The Temagami Region

Home to the Teme-Augama Anishnabai

The Temagami region offers the finest canoeing in North America

Northwaters Langskib acknowledges the land on which we gather is the traditional territory of the Algonquin peoples, home to Algonquins and Ojibway’s of the Teme-Augama Anishnabai (TAA) and Temagami First Nation (TFN). The TAA is a proud Indigenous community of n’Dakimenan, (which means “our land” in Anishnawbe) whose historical relationships with Temagami continue to this day.

Within the boundaries of this provincial forest reserve are four and one half million acres of crystal clear lakes and unspoiled rivers, and over three thousand kilometers of maintained portage trails. It is a canoeist’s paradise containing the tallest mountains in Ontario, one of the biggest stands of old growth pine left in eastern Canada, and the largest interconnected canoe route system in North America.

The rich cultural and historical heritage of the area and its people have attracted canoeists for decades. As settlers, we are thankful for the opportunity to live, work, and play here and are grateful to the generations of people who have cared for the land in a way that has made our being here possible.  

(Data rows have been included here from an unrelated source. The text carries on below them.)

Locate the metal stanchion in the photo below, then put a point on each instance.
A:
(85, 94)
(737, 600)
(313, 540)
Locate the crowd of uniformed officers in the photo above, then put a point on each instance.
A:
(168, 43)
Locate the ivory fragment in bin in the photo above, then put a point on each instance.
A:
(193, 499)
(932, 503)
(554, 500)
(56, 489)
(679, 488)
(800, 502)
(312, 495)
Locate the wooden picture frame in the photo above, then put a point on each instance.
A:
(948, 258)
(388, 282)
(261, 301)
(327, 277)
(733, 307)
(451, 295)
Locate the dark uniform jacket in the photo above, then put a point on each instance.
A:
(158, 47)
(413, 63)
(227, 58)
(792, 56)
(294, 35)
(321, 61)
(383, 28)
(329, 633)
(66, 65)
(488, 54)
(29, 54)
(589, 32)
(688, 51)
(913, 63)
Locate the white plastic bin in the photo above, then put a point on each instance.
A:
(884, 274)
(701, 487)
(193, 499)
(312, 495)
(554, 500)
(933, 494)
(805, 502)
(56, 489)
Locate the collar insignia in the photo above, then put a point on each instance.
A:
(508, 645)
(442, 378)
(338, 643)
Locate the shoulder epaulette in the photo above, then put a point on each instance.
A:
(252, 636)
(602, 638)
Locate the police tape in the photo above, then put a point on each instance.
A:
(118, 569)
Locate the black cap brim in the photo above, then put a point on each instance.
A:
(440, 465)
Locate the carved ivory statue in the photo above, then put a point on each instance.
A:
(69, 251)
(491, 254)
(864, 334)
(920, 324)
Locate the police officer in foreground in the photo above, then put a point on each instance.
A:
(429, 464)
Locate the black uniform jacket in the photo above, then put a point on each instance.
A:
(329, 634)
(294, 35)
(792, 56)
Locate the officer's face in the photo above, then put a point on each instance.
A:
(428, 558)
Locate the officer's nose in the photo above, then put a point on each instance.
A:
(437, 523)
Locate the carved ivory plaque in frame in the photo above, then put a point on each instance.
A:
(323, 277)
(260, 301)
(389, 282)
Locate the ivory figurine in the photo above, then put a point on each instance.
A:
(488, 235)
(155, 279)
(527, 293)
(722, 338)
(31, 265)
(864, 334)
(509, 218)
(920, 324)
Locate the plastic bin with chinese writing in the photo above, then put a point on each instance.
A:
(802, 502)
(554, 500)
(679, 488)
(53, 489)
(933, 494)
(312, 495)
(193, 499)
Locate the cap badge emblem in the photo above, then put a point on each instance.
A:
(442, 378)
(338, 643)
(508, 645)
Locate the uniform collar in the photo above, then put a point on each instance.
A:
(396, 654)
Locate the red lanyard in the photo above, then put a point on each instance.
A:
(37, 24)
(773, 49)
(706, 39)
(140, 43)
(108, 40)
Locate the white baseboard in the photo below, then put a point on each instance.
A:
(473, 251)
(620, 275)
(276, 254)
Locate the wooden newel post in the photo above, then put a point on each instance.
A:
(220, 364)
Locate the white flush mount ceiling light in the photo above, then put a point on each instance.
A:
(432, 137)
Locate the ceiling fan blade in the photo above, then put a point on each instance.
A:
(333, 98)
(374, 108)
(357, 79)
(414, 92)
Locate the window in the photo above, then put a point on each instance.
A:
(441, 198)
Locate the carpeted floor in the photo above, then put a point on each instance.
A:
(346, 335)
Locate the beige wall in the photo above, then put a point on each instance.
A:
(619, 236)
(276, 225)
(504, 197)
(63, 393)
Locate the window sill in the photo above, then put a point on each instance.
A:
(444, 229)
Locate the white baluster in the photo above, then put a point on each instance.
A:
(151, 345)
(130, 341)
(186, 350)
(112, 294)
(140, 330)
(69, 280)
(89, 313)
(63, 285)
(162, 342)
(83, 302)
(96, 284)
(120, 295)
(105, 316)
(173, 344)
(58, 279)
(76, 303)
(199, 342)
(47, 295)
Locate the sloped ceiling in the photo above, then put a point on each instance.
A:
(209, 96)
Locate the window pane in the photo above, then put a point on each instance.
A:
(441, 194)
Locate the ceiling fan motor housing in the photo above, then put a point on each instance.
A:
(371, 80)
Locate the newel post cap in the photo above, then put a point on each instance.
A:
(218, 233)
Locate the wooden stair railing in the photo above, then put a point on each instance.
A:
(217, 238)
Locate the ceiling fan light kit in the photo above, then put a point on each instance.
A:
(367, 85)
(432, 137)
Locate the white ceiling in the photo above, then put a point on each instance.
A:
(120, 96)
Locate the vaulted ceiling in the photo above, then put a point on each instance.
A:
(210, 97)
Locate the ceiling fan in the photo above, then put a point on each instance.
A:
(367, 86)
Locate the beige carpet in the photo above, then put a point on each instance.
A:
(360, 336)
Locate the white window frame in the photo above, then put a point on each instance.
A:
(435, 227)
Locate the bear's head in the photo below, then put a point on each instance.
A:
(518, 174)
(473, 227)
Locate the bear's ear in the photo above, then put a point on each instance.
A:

The Ojibway were the first to paddle the waters of Temagami and the TAA trace their ancestry back over five thousand years of continuous living on the lake. Later came the French Voyageurs of the Hudson Bay Company who established a fur trading-post on nearby Bear Island.

Carved by glaciers at the dawn of time, these waters remain unchanged to this day. The rivers and lakes teem with fish, and wildlife such as moose, otter, lynx and eagles abound. Leaf-bearing trees meet towering pines in this land where the evening skies are clear of light pollution, and filled with stars.